15 years of experience with Identity columns51
June 4, 2014 by Kenneth Fisher
- An identity column is an auto incrementing column
- An identity column is typically used as a primary key
- A primary key that’s an identity column is usually a surrogate key
- A surrogate key is one that is not related to the contents of the row in any way
- An identity column must be NOT NULL
- You can tell if a column is an identity column by looking at the is_identity column of sys.columns or using the COLUMNPROPERTY function (TableObjectId, ColumnName, ‘IsIdentity’)
- An identity column has three parts. Data type, Seed, and Increment
- The data type of an identity column is typically an INT but can be most numeric data types. ie tinyint, smallint, int, bigint, decimal(p,0), or numeric(p,0)
- The seed defaults to 1 and is usually 1. It can however been any value that fits in the data type.
- IDENT_SEED returns the original seed value of a table
- To change the seed of a table use DBCC CHECKIDENT
- The increment is how much the identity column increases each time a new row is added
- If the increment is negative then the identity values do in fact go down
- Negative increments can be handy if your identity column has reached the max value of the data type. Reseed to 0 (assuming that is where you started) and set your increment to -1.

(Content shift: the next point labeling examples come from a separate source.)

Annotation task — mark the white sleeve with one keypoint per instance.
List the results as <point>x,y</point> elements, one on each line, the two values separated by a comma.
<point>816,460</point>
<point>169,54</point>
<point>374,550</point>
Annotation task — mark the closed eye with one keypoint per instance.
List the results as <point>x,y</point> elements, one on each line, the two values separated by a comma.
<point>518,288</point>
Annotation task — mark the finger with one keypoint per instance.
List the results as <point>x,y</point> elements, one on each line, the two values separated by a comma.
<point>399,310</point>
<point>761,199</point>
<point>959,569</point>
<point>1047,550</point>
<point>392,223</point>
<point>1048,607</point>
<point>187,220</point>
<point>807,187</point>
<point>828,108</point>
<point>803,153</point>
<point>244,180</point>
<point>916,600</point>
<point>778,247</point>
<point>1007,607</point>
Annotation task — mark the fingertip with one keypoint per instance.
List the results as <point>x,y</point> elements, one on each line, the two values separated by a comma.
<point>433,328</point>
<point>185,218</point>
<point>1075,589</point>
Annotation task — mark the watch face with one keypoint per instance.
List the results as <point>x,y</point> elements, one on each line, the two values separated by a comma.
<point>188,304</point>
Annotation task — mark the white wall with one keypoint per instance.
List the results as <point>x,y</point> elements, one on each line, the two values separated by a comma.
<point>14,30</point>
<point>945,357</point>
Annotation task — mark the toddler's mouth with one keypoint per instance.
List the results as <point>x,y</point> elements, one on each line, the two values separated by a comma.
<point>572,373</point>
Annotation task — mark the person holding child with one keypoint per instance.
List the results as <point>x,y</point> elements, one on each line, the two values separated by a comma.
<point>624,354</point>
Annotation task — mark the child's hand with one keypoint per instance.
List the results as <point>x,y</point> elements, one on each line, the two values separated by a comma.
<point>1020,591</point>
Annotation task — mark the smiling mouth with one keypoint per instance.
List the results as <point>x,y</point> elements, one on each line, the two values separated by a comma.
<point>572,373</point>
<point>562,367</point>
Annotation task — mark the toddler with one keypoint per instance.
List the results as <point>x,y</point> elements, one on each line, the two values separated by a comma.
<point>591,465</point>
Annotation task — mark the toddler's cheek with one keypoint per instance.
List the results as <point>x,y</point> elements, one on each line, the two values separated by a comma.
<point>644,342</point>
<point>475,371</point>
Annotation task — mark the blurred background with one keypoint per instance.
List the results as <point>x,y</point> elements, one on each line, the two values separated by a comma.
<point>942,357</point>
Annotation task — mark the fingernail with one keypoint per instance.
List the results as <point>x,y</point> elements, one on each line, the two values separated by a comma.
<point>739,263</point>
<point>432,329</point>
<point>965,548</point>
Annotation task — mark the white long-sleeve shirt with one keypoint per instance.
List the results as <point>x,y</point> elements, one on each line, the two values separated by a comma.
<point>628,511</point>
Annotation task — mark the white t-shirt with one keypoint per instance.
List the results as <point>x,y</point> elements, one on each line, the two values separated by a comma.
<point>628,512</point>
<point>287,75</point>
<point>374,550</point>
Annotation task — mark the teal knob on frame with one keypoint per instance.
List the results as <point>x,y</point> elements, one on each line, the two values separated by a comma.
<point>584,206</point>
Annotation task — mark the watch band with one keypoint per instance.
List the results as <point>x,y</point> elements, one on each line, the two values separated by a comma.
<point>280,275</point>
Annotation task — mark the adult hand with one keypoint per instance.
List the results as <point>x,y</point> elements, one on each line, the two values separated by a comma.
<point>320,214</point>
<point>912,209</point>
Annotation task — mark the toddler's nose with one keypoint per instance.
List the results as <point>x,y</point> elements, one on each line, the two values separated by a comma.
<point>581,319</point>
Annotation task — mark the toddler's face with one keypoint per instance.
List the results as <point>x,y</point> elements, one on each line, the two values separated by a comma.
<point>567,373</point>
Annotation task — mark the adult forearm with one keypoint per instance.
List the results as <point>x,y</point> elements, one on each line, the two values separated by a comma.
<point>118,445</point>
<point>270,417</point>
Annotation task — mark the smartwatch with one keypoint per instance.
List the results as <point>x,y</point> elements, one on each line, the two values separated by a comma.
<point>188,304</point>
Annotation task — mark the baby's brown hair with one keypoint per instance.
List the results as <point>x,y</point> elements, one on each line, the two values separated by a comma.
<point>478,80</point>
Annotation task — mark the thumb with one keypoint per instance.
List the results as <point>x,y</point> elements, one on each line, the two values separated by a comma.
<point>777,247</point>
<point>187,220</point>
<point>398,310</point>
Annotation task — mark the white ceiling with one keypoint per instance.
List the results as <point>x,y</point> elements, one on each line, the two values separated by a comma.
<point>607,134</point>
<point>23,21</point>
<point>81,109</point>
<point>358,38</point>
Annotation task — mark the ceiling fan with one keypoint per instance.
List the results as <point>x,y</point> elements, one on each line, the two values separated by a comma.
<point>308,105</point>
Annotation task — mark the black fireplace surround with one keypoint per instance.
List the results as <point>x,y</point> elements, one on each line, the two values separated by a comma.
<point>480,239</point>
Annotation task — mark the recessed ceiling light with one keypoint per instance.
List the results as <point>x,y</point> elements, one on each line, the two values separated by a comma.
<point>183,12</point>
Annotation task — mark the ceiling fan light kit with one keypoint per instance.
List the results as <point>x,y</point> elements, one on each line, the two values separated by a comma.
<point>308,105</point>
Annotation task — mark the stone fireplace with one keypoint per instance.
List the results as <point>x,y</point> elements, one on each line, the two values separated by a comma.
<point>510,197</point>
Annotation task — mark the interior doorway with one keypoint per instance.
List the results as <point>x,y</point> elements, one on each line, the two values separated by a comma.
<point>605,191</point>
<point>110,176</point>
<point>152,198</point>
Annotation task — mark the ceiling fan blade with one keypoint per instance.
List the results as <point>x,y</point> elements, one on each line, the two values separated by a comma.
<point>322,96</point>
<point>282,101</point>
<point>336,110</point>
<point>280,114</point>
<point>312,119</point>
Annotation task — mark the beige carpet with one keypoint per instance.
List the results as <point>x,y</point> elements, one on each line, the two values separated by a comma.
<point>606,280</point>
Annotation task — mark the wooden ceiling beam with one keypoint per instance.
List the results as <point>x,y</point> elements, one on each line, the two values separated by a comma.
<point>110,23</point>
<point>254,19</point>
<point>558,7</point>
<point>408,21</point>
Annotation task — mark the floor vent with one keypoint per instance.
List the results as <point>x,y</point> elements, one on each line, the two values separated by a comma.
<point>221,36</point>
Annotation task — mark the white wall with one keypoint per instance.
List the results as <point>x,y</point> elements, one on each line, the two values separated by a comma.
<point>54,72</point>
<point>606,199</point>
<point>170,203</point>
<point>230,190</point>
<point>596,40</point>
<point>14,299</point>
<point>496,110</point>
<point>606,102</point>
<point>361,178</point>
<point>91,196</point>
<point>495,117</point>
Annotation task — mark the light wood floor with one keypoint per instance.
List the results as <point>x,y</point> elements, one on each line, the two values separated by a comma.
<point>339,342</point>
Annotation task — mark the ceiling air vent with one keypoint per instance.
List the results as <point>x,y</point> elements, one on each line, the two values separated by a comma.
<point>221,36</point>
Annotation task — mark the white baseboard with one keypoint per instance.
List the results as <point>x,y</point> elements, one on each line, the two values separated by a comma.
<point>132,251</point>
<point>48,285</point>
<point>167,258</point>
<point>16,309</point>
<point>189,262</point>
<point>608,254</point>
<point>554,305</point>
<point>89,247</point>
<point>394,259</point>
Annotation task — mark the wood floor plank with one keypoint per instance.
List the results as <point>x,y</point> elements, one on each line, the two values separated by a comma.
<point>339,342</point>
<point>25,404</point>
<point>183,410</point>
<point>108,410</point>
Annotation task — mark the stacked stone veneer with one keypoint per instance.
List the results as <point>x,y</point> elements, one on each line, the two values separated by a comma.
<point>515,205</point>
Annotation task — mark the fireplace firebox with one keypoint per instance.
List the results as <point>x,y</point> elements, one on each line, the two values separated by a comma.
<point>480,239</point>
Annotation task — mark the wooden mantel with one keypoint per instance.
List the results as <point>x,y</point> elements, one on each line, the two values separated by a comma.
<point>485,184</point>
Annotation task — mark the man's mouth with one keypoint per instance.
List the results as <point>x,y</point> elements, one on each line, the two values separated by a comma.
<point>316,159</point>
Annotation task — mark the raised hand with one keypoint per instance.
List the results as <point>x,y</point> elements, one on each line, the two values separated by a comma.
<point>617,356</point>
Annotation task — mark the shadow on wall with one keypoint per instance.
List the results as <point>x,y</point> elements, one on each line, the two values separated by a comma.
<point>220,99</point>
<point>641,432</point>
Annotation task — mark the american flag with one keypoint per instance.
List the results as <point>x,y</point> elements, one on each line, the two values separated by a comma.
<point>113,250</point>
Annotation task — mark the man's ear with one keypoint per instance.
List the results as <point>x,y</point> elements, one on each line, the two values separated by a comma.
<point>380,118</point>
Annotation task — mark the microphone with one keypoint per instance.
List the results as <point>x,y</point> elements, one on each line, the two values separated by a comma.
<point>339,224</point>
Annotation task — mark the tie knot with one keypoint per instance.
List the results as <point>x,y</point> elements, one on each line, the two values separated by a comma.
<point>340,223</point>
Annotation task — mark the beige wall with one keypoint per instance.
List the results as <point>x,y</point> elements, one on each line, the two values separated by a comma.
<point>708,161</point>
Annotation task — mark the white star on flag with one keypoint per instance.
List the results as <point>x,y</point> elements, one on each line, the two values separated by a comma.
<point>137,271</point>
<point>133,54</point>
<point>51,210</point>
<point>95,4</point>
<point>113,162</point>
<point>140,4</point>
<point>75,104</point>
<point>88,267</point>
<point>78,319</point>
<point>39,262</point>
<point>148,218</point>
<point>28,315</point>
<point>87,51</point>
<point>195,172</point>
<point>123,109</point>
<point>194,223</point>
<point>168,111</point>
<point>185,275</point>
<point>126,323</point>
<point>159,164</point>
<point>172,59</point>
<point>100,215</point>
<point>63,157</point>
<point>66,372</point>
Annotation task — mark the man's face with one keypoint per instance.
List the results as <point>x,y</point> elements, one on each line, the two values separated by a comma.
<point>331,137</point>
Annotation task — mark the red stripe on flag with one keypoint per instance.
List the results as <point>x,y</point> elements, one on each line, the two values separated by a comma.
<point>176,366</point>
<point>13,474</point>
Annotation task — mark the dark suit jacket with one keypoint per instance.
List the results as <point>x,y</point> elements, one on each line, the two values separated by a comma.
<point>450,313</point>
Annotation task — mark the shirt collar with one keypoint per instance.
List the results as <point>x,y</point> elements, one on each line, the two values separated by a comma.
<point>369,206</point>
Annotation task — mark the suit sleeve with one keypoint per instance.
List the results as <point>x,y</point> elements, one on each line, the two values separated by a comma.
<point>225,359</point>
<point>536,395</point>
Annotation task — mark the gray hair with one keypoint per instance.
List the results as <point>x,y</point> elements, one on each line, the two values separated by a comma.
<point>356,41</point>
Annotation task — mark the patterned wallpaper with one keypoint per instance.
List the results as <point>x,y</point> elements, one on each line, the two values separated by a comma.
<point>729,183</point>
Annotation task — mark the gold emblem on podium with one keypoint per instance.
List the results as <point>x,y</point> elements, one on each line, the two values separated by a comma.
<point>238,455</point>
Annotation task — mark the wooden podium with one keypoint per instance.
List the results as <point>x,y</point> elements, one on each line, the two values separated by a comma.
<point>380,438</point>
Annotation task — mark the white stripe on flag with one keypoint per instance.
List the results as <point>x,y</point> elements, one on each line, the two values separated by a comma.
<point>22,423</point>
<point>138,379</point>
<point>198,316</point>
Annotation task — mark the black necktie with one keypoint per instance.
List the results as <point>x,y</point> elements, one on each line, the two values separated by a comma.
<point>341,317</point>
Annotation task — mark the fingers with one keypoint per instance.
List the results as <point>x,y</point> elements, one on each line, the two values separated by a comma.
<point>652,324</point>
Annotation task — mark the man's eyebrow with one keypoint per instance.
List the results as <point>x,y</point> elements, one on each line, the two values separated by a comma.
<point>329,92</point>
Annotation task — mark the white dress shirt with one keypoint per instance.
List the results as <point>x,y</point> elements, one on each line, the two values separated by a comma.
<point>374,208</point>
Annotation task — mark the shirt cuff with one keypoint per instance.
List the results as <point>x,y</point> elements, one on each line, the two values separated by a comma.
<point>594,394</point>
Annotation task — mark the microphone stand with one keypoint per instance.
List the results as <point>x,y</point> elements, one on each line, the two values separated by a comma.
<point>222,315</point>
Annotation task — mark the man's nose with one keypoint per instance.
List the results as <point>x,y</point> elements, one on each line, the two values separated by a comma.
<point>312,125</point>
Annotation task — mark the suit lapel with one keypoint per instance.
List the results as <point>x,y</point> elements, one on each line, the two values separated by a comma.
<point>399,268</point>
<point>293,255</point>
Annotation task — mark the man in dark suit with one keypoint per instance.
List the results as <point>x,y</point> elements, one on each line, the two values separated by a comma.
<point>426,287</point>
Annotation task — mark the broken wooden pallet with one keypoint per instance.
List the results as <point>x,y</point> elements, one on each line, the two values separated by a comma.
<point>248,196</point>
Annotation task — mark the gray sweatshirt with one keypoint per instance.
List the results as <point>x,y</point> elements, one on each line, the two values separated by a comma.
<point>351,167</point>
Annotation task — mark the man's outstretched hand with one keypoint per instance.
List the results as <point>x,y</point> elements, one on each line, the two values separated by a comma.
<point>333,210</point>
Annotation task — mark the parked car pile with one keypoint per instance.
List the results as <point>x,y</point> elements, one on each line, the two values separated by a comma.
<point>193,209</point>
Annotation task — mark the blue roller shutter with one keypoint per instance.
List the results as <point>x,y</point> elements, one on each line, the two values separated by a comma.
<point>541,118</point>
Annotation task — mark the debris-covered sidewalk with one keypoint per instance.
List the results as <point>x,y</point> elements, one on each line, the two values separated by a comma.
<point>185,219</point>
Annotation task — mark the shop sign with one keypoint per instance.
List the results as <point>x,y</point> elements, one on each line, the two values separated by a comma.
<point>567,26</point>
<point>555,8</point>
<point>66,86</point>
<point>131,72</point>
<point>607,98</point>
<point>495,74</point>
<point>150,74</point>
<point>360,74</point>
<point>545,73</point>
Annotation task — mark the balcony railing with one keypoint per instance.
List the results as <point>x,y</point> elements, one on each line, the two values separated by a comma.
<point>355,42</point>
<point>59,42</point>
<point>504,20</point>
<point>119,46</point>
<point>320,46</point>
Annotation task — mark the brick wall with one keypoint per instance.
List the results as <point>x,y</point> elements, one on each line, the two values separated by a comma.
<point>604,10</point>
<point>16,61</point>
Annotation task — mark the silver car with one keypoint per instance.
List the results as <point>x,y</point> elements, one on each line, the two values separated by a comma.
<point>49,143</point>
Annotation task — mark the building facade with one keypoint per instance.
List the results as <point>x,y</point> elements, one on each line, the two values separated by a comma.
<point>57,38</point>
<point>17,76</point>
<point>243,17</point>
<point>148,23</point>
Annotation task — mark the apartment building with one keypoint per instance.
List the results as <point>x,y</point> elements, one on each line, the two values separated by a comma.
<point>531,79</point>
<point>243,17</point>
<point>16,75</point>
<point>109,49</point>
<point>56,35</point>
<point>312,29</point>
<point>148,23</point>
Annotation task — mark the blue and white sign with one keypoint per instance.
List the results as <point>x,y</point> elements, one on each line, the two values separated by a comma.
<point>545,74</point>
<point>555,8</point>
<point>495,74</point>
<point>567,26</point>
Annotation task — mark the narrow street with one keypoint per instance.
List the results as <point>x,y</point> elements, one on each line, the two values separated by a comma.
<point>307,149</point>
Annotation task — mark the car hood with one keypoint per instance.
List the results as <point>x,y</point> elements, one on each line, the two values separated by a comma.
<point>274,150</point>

- IDENT_INCR returns the increment of a table
- Identity columns can have gaps in the sequence
- @@IDENTITY returns the last identity value generated within the current session but ignores scope
- Don’t use @@IDENTITY unless you know you should
- SCOPE_IDENTITY returns the last identity value generated within the current session and scope
- IDENT_CURRENT returns the last identity value generated for a specific table or view
- Use SCOPE_IDENTITY when you want the identity value for the row you just inserted
- Use IDENT_CURRENT to get the most recent identity value from a table before you do an insert
- If you don’t have permissions on the table then IDENT_CURRENT will return NULL — Thanks Anthony
- Don’t use @@IDENTITY <- Worth repeating twice
- In general you don’t list the identity column (the insert will fail even if there is a null value being inserted into the column)
- If you want to insert a specific value into the identity column you have to use the IDENTITY_INSERT setting.
- SET IDENTITY_INSERT TableName ON
- To insert a value into the identity column you must list the columns in the insert statement.
- Make sure you turn IDENTITY_INSERT back off when you are done. Only one table in a session can have IDENTITY_INSERT turned on at a time
- SET IDENTITY_INSERT TableName OFF
- When doing a SELECT INTO you can use the IDENTITY function –Thanks SQLAndy & Jeff
SELECT IDENTITY(Int, 1,1) AS Col_Name INTO TableName FROM sys.databases
- If you truncate a table it resets the seed. –Thanks Kevin
- If a table has less than 1000 rows it will be reseeded to 1000 after a system restart — Thanks Anthony
- In a memory-optimized table, the only allowed value for both seed and increment is 1 — Thanks Ypercube
Category: Microsoft SQL Server, SQLServerPedia Syndication, T-SQL | Tags: code language, language sql, microsoft sql server, sql statements, T-SQL
51 thoughts on “15 years of experience with Identity columns”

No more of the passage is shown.